I've recently started practicing qigong more often than I used to and I'm getting some nice martial benefits from the practice.
For one it helps me really connect the mind with the body, helping me feel my own body at higher level than I used to, This it turn, I feel, gives me better root and more power through smoother kinetic linking and clearer intent.


----------



## anshume1 (Oct 5, 2010)

Well,I am 30 yrs of age now and have been practising martial arts since I was 10 yrs of age.Over the yrs I have learnt a lot of different styles and I can feel that I have evolved. However,I do feel that martial art is incomplete without sparring. Sparring is the soul of MA. 
As of now, I am more into what Bruce Lee used to say- Hack away the unessentials. So my daily routine is only practising whats going to help me in my spar and then sparring for long periods. It helps immensely !
At this age, I am going to start learning boxing as I feel that will give me an edge with the punches and also Judo. I feel these are the 2 attributes that I need to still work on.


----------



## wtxs (Oct 5, 2010)

anshume1 said:


> Well,I am 30 yrs of age now and have been practising martial arts since I was 10 yrs of age.Over the yrs I have learnt a lot of different styles and I can feel that I have evolved. However,I do feel that martial art is incomplete without sparring. Sparring is the soul of MA.
> As of now, I am more into what Bruce Lee used to say- Hack away the unessentials. So my daily routine is only practising whats going to help me in my spar and then sparring for long periods. It helps immensely !
> At this age, I am going to start learning boxing as I feel that will give me an edge with the punches and also Judo. I feel these are the 2 attributes that I need to still work on.
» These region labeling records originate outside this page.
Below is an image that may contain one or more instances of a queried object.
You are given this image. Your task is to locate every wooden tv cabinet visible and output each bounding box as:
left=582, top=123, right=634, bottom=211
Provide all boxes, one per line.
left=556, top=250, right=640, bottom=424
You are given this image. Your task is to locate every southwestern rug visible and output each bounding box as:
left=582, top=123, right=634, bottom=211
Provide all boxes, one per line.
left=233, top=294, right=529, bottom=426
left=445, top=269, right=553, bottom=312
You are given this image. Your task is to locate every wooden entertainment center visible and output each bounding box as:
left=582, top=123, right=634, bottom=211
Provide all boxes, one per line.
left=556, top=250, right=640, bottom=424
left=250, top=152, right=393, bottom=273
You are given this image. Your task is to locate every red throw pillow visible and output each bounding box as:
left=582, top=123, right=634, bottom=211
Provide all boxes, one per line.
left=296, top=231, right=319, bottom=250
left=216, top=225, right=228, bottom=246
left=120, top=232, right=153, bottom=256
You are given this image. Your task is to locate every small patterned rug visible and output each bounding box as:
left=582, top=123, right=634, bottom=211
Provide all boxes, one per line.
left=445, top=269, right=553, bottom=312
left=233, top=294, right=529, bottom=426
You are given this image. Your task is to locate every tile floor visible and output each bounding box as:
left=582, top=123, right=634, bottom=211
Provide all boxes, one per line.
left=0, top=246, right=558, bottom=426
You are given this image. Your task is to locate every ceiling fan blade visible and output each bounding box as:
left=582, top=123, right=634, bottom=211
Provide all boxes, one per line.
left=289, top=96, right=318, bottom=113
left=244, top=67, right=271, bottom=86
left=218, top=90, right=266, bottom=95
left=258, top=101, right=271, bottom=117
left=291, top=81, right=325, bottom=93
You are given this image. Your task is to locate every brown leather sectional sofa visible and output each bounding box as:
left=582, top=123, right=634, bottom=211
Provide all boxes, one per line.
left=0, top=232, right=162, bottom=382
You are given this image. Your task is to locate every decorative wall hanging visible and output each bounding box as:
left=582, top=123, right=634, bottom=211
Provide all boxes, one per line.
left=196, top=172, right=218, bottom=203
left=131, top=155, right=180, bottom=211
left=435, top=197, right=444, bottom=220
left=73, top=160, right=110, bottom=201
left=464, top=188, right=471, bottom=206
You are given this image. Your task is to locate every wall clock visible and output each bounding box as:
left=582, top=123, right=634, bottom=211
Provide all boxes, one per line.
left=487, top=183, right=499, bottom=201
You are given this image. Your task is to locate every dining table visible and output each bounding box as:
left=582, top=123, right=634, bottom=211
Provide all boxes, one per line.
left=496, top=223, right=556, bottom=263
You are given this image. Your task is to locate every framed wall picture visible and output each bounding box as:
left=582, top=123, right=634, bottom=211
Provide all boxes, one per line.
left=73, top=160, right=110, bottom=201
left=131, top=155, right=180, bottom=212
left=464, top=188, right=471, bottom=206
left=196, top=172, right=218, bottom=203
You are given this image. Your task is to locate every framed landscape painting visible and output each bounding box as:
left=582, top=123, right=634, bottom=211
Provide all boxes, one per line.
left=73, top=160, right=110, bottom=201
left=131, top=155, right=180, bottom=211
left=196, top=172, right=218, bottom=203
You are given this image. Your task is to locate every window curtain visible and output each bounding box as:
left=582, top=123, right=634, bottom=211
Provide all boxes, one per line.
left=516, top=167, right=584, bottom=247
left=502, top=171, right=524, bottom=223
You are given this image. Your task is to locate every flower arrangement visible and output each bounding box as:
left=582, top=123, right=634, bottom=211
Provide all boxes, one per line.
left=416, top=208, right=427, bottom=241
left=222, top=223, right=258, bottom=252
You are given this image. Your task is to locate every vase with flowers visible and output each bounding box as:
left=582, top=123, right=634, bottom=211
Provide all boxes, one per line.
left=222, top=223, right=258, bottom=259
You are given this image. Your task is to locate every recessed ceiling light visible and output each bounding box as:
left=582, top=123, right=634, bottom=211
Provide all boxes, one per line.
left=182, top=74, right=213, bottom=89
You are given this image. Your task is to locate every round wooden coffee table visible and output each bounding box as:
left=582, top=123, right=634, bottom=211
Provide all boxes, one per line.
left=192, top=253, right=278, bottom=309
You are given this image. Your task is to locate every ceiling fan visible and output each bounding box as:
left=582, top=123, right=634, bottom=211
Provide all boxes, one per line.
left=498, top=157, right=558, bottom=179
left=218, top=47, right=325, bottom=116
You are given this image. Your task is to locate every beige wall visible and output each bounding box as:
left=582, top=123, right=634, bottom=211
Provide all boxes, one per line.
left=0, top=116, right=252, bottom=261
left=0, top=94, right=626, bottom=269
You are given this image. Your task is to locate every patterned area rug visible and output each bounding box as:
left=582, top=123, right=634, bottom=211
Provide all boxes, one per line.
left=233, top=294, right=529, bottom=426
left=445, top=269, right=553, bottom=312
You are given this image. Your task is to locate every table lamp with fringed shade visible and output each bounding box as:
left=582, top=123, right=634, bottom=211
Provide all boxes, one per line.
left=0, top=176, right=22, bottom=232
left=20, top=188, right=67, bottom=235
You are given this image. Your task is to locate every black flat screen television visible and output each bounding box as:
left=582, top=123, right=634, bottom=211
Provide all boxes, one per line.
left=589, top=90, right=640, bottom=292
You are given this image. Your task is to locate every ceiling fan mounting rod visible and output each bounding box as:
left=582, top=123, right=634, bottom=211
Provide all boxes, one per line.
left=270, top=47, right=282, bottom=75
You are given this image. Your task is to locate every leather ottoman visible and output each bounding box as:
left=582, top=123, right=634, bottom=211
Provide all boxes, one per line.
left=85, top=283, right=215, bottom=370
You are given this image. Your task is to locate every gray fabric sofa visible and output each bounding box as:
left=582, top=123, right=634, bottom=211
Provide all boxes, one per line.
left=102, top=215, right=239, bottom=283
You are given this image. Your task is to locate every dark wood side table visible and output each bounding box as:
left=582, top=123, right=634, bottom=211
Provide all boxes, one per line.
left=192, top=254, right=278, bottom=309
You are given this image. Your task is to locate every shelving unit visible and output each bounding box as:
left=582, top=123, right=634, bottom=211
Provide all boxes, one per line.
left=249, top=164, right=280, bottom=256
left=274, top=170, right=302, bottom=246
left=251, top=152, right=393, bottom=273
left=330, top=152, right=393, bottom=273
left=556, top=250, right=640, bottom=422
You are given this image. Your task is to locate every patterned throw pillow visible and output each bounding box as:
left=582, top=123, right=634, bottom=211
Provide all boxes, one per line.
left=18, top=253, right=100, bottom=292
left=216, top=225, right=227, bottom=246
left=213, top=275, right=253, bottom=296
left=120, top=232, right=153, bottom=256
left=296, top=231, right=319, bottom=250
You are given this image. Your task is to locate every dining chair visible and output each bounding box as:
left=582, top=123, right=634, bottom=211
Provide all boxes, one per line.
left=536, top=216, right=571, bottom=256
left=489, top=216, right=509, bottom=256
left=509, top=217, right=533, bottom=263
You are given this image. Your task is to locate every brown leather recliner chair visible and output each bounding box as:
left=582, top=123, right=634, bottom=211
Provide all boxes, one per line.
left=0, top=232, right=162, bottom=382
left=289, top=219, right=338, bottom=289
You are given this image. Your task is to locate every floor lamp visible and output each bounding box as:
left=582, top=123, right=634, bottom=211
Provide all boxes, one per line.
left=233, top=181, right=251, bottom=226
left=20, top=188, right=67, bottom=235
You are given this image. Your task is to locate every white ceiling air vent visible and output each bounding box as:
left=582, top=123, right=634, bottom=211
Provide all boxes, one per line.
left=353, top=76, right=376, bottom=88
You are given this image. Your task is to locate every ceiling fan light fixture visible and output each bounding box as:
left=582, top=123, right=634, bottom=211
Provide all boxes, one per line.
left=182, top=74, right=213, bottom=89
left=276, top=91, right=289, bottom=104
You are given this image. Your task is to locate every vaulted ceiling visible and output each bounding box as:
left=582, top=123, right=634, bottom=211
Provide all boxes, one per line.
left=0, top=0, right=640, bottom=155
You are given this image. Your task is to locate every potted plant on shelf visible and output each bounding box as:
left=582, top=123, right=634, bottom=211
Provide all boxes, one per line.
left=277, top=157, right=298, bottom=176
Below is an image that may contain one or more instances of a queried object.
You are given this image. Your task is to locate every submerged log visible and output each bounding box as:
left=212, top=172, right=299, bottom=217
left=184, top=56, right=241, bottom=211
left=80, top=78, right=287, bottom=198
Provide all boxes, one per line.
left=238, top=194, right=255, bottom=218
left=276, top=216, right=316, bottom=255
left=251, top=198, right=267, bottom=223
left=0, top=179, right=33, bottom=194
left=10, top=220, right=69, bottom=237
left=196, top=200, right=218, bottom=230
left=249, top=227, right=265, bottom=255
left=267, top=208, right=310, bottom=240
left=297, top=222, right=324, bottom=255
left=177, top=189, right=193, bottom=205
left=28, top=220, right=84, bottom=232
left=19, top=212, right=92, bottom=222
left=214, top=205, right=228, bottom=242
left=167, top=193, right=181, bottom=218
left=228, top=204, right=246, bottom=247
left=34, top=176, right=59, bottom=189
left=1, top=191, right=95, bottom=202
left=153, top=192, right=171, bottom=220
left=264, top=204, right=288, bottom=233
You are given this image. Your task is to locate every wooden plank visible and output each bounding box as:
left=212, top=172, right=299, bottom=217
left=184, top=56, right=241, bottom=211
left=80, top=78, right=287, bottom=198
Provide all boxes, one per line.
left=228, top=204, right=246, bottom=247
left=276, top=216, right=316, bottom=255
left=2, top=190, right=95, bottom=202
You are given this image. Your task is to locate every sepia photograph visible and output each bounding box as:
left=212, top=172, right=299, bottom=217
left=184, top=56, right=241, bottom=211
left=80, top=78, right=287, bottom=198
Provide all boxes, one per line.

Welcome on board and stay for awhile.opcorn:


----------



## anshume1 (Oct 6, 2010)

wtxs said:


> Welcome on board and stay for awhile.opcorn:



Thanks WTXS..I intend to do that  And I hope to learn and gain from all the members here.

Thanks & Cheers
Amit ( from India )


----------



## ella_guru (Oct 6, 2010)

I admit that I have sort of an addiction to making my form and technique as clean as possible. I have loads of fun doing that in and of it self.

But lately I've been really wanting to get my crisis management figured out, how to deal with a true blue attacker, so I've been looking to just flat out spar (friendly) with anyone I can and just be humble about it and learn what I can.

So I guess technician with recent steps towards realist.

So fun!!!!


----------